Evaluación de la receptividad del endometrio homogéneo en la fase folicular tardía

Sujetos Veintiocho mujeres aparentemente sanas, catorce de ellas con un eco ecográfico homogéneo (grupo 1) y otras catorce con un endometrio de "triple línea" (grupo 2) en la fase folicular tardía, fueron involucradas en nuestro Departamento para el estudio entre septiembre 2010 y noviembre de 2011. Los criterios incluidos para ambos grupos de mujeres fueron ≤40 años de edad, con ciclos menstruales regulares (25-35 días), sin uso de dispositivos intrauterinos o anticonceptivos orales al menos 3 meses antes del estudio. Los criterios de exclusión fueron mujeres con síndrome de ovario poliquístico (SOP), endometriosis, insuficiencia ovárica prematura (POF) y un aborto dentro de 1 año o antecedentes de enfermedad pélvica inflamatoria. La edad media de las mujeres fue de 31,9±3,7 años (rango, 26-39 años). El índice de masa corporal medio fue de 20,96±2,46 kg/m2 (rango, 17,58-26,04 kg/m2). Con un ciclo menstrual regular (25-35 días) y un historial de infertilidad de 2-11 años, todos los sujetos habían firmado los formularios de consentimiento correspondientes. El estudio fue aprobado por nuestro comité de Ética Institucional.

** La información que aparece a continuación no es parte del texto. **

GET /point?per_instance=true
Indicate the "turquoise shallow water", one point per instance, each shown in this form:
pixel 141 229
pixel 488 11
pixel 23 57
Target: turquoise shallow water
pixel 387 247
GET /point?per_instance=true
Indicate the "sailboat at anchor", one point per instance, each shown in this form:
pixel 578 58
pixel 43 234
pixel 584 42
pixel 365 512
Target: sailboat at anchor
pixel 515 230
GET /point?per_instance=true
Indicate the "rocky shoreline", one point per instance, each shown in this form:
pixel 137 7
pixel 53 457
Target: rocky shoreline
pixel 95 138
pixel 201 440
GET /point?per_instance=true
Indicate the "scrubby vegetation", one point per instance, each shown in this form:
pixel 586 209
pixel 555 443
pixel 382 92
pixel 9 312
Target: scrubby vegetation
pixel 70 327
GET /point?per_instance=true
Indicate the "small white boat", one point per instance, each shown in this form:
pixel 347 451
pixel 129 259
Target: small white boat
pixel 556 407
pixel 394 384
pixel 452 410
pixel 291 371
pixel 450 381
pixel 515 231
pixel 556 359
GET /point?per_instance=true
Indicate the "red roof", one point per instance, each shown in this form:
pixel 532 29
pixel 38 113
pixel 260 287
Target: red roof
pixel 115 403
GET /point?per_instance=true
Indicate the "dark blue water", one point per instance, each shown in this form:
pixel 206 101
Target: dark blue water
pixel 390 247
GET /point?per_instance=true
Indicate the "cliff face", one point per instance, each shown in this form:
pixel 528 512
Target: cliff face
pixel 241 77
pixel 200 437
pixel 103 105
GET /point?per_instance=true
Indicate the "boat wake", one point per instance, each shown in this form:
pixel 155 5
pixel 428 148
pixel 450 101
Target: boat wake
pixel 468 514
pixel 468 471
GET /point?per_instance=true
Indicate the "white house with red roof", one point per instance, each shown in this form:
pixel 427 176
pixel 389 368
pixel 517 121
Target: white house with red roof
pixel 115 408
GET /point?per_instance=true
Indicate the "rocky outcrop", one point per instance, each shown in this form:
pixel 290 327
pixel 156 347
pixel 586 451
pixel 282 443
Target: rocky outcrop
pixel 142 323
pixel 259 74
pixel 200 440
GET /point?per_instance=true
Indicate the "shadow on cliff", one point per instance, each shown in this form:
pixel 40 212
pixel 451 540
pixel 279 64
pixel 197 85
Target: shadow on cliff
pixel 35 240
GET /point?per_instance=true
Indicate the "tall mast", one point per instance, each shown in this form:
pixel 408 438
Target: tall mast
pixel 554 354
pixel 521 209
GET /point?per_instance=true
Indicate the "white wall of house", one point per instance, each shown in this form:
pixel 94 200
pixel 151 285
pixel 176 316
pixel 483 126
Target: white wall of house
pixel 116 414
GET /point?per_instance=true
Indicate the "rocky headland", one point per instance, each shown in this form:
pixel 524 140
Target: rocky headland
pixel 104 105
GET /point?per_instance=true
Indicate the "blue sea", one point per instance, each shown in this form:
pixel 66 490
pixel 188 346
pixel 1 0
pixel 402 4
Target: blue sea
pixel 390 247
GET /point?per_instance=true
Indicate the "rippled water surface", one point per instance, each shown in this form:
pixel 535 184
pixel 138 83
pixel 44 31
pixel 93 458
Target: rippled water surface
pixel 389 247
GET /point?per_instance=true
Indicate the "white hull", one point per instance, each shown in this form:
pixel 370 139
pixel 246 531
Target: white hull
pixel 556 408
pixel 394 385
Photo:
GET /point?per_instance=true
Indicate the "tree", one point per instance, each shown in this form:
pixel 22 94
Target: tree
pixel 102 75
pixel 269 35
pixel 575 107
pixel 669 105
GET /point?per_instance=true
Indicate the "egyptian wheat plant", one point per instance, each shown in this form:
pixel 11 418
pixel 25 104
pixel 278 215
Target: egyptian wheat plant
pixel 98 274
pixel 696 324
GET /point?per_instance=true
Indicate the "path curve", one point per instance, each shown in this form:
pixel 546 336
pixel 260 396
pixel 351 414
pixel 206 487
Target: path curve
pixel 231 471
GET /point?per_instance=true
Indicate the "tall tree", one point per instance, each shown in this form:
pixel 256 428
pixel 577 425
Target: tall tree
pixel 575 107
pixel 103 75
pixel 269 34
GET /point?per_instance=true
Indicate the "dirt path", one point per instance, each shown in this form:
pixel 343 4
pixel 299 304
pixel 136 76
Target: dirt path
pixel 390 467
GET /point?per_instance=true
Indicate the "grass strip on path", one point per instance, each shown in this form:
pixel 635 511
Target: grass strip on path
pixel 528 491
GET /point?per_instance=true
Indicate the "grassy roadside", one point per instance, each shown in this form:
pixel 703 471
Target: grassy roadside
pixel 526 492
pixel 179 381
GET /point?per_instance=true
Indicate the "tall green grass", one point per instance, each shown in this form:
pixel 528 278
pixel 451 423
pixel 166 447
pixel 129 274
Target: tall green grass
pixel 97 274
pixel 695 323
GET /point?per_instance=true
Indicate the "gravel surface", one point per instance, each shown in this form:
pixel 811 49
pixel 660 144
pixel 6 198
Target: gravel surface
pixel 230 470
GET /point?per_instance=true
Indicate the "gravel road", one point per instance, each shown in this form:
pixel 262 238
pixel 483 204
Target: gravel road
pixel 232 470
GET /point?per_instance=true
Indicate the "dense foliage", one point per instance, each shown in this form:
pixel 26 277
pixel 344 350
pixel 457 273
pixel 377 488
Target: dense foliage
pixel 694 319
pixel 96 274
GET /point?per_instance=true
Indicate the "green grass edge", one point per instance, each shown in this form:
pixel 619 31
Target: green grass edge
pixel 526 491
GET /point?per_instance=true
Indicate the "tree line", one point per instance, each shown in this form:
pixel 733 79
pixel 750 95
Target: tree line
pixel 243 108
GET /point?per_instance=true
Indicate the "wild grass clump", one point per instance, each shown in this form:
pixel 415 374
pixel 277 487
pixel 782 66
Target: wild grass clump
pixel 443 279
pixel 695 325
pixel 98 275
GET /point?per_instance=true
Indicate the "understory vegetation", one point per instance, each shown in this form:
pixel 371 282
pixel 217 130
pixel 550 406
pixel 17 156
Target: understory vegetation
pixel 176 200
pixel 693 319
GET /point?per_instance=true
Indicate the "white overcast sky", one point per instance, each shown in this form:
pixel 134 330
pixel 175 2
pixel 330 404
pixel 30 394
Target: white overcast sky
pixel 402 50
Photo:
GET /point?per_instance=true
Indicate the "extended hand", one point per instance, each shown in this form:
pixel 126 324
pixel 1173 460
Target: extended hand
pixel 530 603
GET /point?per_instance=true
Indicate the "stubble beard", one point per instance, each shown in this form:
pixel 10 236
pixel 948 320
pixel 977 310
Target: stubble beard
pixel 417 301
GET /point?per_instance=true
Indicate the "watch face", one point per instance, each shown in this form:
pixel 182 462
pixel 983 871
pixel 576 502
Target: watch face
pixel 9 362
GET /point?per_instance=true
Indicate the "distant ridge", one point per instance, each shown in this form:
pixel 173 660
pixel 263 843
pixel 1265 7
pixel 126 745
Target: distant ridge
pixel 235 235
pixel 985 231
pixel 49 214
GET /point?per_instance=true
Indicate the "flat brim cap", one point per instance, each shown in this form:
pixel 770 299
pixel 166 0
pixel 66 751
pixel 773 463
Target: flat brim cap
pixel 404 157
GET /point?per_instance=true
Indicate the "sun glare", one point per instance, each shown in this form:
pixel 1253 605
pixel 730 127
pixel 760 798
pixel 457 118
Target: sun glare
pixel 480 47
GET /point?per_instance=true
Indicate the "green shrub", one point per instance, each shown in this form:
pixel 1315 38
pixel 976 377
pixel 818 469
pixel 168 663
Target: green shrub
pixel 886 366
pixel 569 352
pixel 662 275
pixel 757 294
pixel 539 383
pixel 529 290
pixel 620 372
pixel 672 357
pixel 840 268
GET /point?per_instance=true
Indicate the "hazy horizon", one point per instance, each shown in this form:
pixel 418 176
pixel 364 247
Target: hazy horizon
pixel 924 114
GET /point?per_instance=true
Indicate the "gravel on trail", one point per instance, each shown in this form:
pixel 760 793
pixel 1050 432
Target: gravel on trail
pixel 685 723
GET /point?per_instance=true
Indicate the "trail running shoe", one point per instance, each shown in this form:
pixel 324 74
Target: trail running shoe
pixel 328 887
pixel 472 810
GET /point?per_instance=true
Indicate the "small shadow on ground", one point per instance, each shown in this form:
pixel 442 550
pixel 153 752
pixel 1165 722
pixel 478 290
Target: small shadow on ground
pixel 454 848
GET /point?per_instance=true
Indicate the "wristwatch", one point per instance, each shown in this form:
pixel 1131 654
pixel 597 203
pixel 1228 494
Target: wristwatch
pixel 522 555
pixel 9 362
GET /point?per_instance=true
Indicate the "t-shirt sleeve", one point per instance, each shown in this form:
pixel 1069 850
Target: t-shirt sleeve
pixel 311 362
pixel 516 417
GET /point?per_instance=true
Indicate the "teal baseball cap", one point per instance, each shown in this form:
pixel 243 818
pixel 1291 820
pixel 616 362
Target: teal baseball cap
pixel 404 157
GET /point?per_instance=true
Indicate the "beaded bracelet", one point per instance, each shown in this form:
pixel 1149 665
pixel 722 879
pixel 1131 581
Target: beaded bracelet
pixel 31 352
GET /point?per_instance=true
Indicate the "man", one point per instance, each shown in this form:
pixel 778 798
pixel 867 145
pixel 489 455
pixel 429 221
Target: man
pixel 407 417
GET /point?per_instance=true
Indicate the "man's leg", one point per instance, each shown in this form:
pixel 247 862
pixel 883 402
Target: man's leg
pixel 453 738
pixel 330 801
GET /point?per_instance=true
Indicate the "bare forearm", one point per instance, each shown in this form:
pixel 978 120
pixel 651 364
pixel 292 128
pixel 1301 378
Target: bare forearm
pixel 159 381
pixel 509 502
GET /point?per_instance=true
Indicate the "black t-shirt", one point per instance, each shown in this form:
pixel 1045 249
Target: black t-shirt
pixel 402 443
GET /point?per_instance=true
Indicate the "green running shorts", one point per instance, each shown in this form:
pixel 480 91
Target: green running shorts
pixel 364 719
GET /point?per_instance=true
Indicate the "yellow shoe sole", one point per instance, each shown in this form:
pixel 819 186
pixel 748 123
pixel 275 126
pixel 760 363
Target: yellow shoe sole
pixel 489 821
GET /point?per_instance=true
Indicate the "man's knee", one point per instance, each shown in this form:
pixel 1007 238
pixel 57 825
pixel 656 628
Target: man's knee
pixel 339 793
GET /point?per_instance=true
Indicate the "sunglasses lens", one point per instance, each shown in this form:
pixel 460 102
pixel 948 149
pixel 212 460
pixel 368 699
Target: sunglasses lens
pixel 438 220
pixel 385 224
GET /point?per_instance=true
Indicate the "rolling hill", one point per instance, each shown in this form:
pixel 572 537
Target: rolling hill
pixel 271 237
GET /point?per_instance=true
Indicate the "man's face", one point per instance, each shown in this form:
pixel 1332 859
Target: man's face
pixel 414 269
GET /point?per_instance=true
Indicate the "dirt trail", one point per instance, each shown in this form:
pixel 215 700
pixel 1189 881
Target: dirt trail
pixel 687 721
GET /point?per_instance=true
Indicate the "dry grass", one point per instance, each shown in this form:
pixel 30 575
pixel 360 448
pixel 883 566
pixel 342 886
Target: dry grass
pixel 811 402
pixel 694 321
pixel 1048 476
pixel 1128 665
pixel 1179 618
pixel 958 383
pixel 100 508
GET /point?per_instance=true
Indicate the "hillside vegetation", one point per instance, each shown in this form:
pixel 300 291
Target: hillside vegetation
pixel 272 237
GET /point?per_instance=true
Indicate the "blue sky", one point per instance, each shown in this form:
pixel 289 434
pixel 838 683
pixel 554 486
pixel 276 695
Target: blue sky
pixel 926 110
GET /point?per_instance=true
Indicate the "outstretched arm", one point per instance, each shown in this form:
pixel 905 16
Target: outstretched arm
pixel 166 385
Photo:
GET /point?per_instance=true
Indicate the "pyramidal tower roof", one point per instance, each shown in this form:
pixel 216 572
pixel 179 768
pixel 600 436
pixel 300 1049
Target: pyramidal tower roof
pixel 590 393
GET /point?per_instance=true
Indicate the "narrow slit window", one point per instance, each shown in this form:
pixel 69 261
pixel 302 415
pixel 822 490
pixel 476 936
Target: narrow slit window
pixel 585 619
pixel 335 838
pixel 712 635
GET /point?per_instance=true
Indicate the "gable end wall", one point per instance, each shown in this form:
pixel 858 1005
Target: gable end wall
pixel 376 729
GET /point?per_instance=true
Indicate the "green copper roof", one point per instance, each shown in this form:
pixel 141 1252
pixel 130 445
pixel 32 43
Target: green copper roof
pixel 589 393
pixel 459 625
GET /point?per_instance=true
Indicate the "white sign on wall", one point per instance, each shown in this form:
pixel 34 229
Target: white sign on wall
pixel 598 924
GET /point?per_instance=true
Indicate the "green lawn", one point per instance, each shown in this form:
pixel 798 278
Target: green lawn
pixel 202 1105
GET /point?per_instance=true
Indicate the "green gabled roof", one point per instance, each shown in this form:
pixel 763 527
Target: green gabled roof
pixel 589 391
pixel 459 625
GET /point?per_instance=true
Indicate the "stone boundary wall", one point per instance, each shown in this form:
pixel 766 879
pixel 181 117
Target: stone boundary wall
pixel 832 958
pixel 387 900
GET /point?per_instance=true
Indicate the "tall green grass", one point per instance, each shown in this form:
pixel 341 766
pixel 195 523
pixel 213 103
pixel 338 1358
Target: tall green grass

Seguimiento de la ovulación Las mujeres fueron seguidas durante un ciclo mediante la obtención de muestras de sangre y muestras de orina. La ovulación se monitorizó con ultrasonografía vaginal (aloka-1000, UST-985, sonda transvaginal de 5 MHz, aloka Co. Ltd, Tokio, Japón). Se midió el grosor de dos capas endometriales. El patrón endometrial se evaluó de acuerdo con la clasificación propuesta por Gonen y Casper de la siguiente manera: un endometrio completamente homogéneamente hiperecogénico sin una línea central ecogénica se consideró como un patrón homogéneo de eco y el patrón de triple línea consistió en una línea central hiperecogénica rodeada por dos capas hipoecoicas. El crecimiento de los folículos, la ovulación y el desarrollo del cuerpo lúteo se monitorearon mediante escaneos de dos planos. Los participantes identificaron el día del aumento de LH analizando la orina de la mañana (prueba de ovulación de David, Rubio Biotech Co. Ltd., Shantou, China). El día del pico de LH se determinó en las muestras de orina cuando el pico de LH alcanzó su valor más alto en el que también se recogieron las muestras de sangre. El día del ciclo se refiere al primer día de sangrado menstrual. Se espera que las mujeres que tienen ciclos ovulatorios normales con intervalos de 25 a 35 días ovulen el día 11 como mínimo y el día 21 como máximo. Las muestras de sangre periférica se obtuvieron mediante punción venosa el día del pico de LH y 6-7 días después de la ovulación. La sangre se separó por centrifugación en 1 hora y el suero se almacenó a -20 ℃ hasta que se analizaron las concentraciones de LH, FSH, estradiol (E2) y progesterona.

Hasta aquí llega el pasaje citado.